Dopo circa tre anni alcuni cambiamenti si erano realizzati. Una lenta ripresa degli investimenti pubblici in primo luogo, ma, rilevava Ruffolo, le grandi opere di collegamento come l’alta velocità “hanno a disposizione molte più risorse delle opere salva-vita, quelle che dovrebbero prevenire alluvioni, frane, crolli di edifici e incidenti ferroviari”. Avere risorse, però, non significa spenderle. Risale a pochi mesi fa la denuncia dell’Ufficio parlamentare di bilancio sull’assoluta incapacità dei ministeri nella valutazione dei progetti e l’assenza di una seria programmazione nazionale.
Un deficit di capacità storico si potrebbe dire. Prosegue l’analisi di Marco Ruffolo che fissa alcuni punti. Innanzitutto le risorse che adesso ci sono. Infatti “L’Italia ha vinto due battaglie con Bruxelles ottenendo da una parte la fine del patto di stabilità interno che impediva a molti Comuni di investire e dall’altra la possibilità di finanziare in deficit parte degli investimenti già decisi”; inoltre sono cresciute le risorse per le infrastrutture segnando un’inversione di tendenza dopo che “tra il 2008 e il 2015 i soldi per le opere pubbliche sono crollati del 42,6%. Questa volta dunque i soldi ci sono. Come si stanno spendendo e con quali priorità?”
I terremoti del 2016 hanno costretto a rimettere al centro le opere di messa in sicurezza sia degli edifici che del territorio, ma hanno anche messo a nudo i limiti di un apparato pubblico farraginoso reso ancor più lento dalle norme per prevenire la corruzione.
Nemmeno la constatazione che i danni sono sempre stati di gran lunga superiori ai costi della prevenzione ha cambiato granchè. La questione cruciale è però quella della capacità di valutazione, di decisione e di realizzazione.
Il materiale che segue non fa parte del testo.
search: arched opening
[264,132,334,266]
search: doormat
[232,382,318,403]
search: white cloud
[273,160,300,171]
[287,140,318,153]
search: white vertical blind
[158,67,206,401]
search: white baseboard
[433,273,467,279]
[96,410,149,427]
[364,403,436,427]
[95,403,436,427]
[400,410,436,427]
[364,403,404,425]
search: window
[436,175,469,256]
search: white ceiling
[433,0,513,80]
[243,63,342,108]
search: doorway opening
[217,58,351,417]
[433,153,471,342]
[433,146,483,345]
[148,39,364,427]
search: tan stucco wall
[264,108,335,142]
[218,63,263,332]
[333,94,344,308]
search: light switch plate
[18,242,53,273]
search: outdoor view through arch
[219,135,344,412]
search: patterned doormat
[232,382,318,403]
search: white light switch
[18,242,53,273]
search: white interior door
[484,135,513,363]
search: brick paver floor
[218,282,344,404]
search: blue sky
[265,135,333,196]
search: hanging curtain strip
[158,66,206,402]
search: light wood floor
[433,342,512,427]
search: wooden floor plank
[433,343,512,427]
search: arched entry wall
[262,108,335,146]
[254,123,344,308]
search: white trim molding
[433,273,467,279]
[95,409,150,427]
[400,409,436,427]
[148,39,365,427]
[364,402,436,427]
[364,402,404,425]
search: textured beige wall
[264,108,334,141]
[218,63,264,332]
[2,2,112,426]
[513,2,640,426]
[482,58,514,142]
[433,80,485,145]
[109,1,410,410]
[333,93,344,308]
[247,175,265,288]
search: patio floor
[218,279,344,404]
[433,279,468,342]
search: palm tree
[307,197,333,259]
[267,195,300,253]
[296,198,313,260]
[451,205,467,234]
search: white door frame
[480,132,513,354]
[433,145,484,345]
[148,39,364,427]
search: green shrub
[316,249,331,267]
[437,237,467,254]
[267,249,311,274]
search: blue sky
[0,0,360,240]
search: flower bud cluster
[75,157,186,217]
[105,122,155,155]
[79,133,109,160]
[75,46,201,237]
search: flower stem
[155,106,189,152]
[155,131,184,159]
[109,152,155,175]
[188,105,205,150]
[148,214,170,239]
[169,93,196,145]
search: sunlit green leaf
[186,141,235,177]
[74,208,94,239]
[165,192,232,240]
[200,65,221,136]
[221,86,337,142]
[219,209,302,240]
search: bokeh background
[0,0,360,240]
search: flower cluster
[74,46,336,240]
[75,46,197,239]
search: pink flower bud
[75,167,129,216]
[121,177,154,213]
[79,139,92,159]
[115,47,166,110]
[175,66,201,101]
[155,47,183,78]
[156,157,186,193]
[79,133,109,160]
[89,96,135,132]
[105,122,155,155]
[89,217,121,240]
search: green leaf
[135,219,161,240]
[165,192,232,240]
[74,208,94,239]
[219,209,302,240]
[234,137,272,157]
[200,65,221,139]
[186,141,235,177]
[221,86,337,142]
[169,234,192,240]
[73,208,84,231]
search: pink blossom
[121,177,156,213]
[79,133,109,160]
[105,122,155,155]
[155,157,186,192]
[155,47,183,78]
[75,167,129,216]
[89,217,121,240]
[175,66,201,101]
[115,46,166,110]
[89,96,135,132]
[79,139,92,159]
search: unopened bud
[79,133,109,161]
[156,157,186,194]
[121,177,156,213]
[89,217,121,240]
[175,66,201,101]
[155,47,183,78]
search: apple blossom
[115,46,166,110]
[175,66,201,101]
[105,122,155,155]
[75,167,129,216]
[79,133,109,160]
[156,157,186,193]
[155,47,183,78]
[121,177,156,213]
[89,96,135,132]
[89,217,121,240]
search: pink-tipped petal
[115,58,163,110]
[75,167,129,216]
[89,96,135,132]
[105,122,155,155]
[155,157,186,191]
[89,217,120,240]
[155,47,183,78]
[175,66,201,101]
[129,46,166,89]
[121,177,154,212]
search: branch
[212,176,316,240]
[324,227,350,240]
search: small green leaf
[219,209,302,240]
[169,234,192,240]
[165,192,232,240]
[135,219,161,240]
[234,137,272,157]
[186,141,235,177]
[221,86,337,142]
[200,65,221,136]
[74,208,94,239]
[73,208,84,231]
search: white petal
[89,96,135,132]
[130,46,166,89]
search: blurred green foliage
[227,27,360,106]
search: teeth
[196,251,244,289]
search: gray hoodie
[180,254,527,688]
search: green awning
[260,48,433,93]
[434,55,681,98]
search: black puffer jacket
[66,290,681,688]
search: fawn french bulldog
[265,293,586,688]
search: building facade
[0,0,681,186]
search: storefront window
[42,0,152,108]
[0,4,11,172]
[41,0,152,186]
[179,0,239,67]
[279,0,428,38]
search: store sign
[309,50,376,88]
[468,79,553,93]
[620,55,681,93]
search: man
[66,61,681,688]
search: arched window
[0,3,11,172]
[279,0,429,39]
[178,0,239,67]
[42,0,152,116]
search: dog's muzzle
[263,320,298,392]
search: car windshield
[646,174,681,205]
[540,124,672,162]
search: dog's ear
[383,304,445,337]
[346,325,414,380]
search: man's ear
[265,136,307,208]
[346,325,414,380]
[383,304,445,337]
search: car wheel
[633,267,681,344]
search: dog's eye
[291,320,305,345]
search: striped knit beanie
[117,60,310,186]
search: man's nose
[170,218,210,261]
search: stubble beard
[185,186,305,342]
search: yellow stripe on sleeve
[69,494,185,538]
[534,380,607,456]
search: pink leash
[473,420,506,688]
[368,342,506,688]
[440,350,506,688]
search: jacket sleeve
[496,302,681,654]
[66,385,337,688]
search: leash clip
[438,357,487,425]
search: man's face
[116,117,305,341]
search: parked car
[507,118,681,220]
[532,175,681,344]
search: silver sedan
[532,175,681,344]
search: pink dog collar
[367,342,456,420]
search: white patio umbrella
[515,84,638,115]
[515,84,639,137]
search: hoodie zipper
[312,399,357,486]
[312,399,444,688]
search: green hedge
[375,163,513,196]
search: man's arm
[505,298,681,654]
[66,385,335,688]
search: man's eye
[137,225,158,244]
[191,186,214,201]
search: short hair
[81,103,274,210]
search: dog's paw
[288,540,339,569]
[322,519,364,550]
L’Ufficio parlamentare di bilancio in suo recente studio afferma che: “I ministeri non dispongono di personale interno con le competenze professionali specialistiche necessarie, e lo stesso si può dire per i Nuclei di valutazione. Non c’è scambio di informazioni all’interno, non sono mai state applicate sanzioni per chi non fa il suo dovere”. Non c’è quindi da stupirsi se i progetti sono fatti male e si impantanano in un crescendo di tempi e di costi. Le competenze per di più sono frammentate con Regioni e Comuni che hanno il potere di rallentare ogni opera e di aprire un contenzioso dopo l’altro. Conclude l’analisi di Marco Ruffolo: “Di fronte a questo affresco di deresponsabilizzazioni, si capisce come in tutti questi anni siano finiti i soldi dei progetti europei: da una parte in maxi-opere che si sono presto impantanate con costi e tempi fuori controllo, dall’altra in migliaia di micro-progetti locali che non rientrano in nessuna strategia nazionale”.